# Worked Example Walkthrough

This walkthrough explains the lifecycle behind the fictional Maria E. Reyes example files. It is not a new schema requirement; it is a concrete way to read the examples as a small OCF workflow.

Files:

- `sample-resume-source.txt`: the source resume.
- `sample-resume.ocf.json`: the enriched OCF file.
- `sample-resume.md`: notes on the fictional review history.
- `sample-job-description.txt`: a fictional target job description for curation.

## 1. Source Resume Captured

The starting point is an ordinary short resume. In OCF terms, the resume is not the master truth. It is a `sourceArtifact`.

The importer or LLM should:

- record the resume as a `sourceArtifacts` entry;
- extract person, education, certifications, skills, experience, positions, and achievements;
- preserve useful wording from the resume;
- assign provenance to imported items;
- avoid inventing missing metrics, dates, supervisors, or outcomes.

At this point the file is best understood as an `imported-starter`, even if the example file later shows the richer candidate-master shape.
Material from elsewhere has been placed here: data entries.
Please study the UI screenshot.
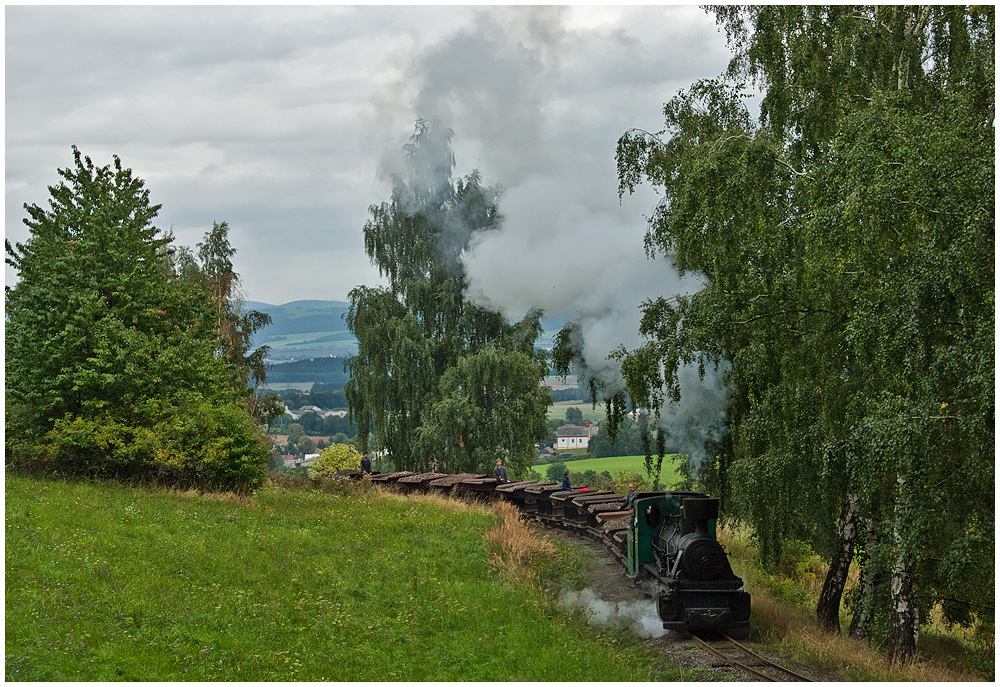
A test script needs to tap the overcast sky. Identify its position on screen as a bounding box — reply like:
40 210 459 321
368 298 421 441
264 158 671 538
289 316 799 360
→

## 2. Intake Turns Bullets Into Career Memory

An OCF-oriented intake pass does more than rewrite resume bullets. It asks what each bullet means and whether it should become:

- a canonical achievement;
- structured metrics;
- supporting facts;
- a private reflection;
- a caution;
- an open question;
- a narrative variant for a particular audience.

The ransomware response story in `sample-resume.ocf.json` shows this pattern. The same underlying career event appears as:

- a structured achievement;
- supporting facts and metrics;
- private reflection material;
- cautions about overclaiming;
- narrative variants for different audiences.

That is the core OCF loop: preserve the facts once, then let future curation choose the right wording.

## 3. Review Adds Guardrails

Early drafts often overstate something. OCF records those corrections instead of making the user repeat them in every future session.

In the sample file, cautions and open questions show how a reviewer or LLM can preserve:

- claims not to make;
- missing attribution details;
- questions about how military leadership translates to civilian staffing contexts;
- areas where a future conversation should ask for better evidence.

Cautions are leading controls. A future curation pass should read them before drafting.

For example, the sample file records a caution against positioning Maria as an "AI / ML security specialist." The underlying fact is useful: she has operational exposure to ML-based detection tooling. The risky draft leap is turning that exposure into research-level AI/ML specialization. Once the caution is saved, a later tool can still use the real fact, but it should choose safer wording such as "evaluated and operationalized ML-assisted detection tooling" rather than overstating her expertise.

That is the value of a caution: the user corrects the mistake once, and future curation starts with that correction already in memory.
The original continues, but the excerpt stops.